How Zesty Disk optimizes storage efficiency for EMR workloads
Customer
Brief
Company provides a threat detection and response solution for hybrid cloud environments. As a data-driven enterprise, their Next-Gen SIEM and XDR are powered by advanced machine learning algorithms, which process massive amounts of data in real-time. Their solution leverages the output of behavioral analytics technology to reduce event noise, prioritize high-fidelity alerts, and enables fast and precise responses to insider and cyber threats.
The company’s large R&D team is based in the USA and India. Their workloads are built on thousands of clusters, that provide a scalable, flexible, and cloud native architecture which makes the solution easy to deploy. EMR is used to run Hbase (Hadoop Database) and Spark to analyze and process the vast amounts of data that is collected by their processing engine for security event analysis.
Key
Challenges
Very low disk utilization levels which were leaving the company paying for hundreds of TBs of provisioned capacity that most of the time wasn’t used.
Key
Results
The company reduced their monthly amount of provisioned data by 1.26PB to just 240TB. Translating into savings of $100,000 every month!
The Challenge:
The high volume of data collected for analysis required the DevOps team to frequently allocate 4 TB of disk storage per EC2 instance. However, once all the available capacity was consumed by the ingested data produced by their analytics engine, the company was paying for block storage capacity that wasn’t being used.
In total they had 4,500 filesystems on EMR which equated to approximately 1.5PB of provisioned storage. On average the disk utilization level was 14%, leaving them paying for hundreds of terabytes of provisioned capacity that most of the time wasn’t used.
Zesty’s Solution:
Zesty Disk was initially deployed on the company’s EMR workloads to get a seamless service of storage persistence even when there is high data usage. A custom Amazon Machine Image (AMI) was developed that uses the Zesty Disk filesystem (Amazon Linux 2 with Zesty Disk). This is a virtual disk for the storage filesystem which consists of several small standard EBS volumes.
The fragmenting into small storage volumes is what enables the elasticity for the volume to grow as data is ingested and to shrink as data is removed. This effectively ensures a higher utilization rate of the disks attached dramatically increasing the usage ratio.
The Zesty Disk optimized EBS volumes still use all the AWS native tools, and procedures, ensuring that their SLAs remain unchanged. The company remained the owner of their data and the only ones that access to it.
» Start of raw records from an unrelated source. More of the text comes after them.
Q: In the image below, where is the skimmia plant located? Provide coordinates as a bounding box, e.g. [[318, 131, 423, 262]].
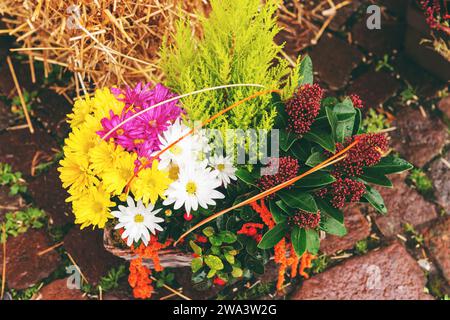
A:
[[59, 0, 411, 298]]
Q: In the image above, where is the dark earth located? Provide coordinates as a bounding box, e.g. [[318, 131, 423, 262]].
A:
[[0, 0, 450, 300]]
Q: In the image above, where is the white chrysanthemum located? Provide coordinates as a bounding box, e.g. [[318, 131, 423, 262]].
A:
[[111, 196, 164, 246], [159, 119, 202, 169], [163, 161, 225, 215], [209, 155, 237, 188]]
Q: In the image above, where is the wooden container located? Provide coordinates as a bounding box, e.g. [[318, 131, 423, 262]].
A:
[[103, 226, 193, 269]]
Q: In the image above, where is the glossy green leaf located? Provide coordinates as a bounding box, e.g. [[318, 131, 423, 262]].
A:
[[277, 188, 319, 212]]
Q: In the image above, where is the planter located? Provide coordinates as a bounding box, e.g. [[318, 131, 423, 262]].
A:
[[405, 2, 450, 81], [103, 227, 193, 269]]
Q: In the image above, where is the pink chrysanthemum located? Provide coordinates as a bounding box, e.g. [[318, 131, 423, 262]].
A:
[[350, 94, 364, 109], [286, 84, 323, 134], [98, 83, 182, 158], [289, 210, 320, 229]]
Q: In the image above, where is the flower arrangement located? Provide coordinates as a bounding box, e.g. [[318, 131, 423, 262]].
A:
[[59, 0, 412, 298]]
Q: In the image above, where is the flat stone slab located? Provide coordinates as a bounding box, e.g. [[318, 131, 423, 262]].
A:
[[371, 173, 438, 237], [390, 108, 448, 167], [291, 242, 433, 300], [429, 151, 450, 214], [320, 205, 370, 255], [347, 70, 400, 108], [0, 230, 61, 290], [0, 125, 58, 176], [64, 225, 121, 285], [28, 166, 74, 226], [34, 278, 87, 300], [311, 34, 363, 90], [425, 217, 450, 285]]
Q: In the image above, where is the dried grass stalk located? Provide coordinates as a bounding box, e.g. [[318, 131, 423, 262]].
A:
[[0, 0, 208, 91]]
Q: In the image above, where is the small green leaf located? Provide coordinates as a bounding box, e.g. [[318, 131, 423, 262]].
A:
[[370, 156, 413, 174], [219, 231, 237, 243], [363, 185, 387, 214], [191, 257, 203, 273], [277, 188, 318, 212], [303, 128, 336, 153], [298, 56, 314, 86], [258, 222, 288, 249], [291, 226, 306, 257], [205, 254, 223, 270], [295, 171, 336, 188], [359, 168, 393, 188], [305, 152, 326, 167]]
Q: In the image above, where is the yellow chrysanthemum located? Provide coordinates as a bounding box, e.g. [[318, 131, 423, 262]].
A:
[[67, 95, 93, 128], [93, 88, 125, 121], [131, 160, 172, 205], [73, 184, 116, 229], [89, 140, 125, 174], [100, 151, 137, 195], [58, 153, 98, 196], [64, 125, 100, 157]]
Leveraging Zesty Disk was very easy with their short-lived EMR applications. It simply involved spinning up a new instance with a Zesty Disk embedded filesystem.
The onboarding process also served to optimize the right storage disk for their workload’s needs. By default, GP2 disks are packaged into EMR images, but they’re often not the ideal disks for the heavy data processing that EMR is being used to perform. Users are left paying for a more expensive drive that is not adequately meeting their needs. Zesty Disk automatically launches EMR volumes as a GP3-type volume, this provides more IOPS and comes at a lower cost.
The Result:
Since deploying Zesty Disk the company has reduced their monthly amount of provisioned data by 1.26PB to just 240TB! This translates to a savings of $100,000 every month!
Zesty Disk offers a unique solution to maximize the value derived from EBS. The solution enables organizations to improve cost efficiency and achieve more with their existing storage resources.
With the evident value, the company is running all of its EMR clusters with EBS volumes fully managed by Zesty Disk. They are pleased with the seamless service availability even in the case of large data ingestion peaks. Operationally, Zesty Disk also avoids the hassle of reallocating storage across instances and eliminates on-call developer tasks related to maintaining EBS. Overall, Zesty Disk provides a powerful tool for organizations to enhance their storage infrastructure, ensure cost-effectiveness, operational efficiency, and increase the value of their EBS investments.
Customer
Brief
Company provides a threat detection and response solution for hybrid cloud environments. As a data-driven enterprise, their Next-Gen SIEM and XDR are powered by advanced machine learning algorithms, which process massive amounts of data in real-time. Their solution leverages the output of behavioral analytics technology to reduce event noise, prioritize high-fidelity alerts, and enables fast and precise responses to insider and cyber threats.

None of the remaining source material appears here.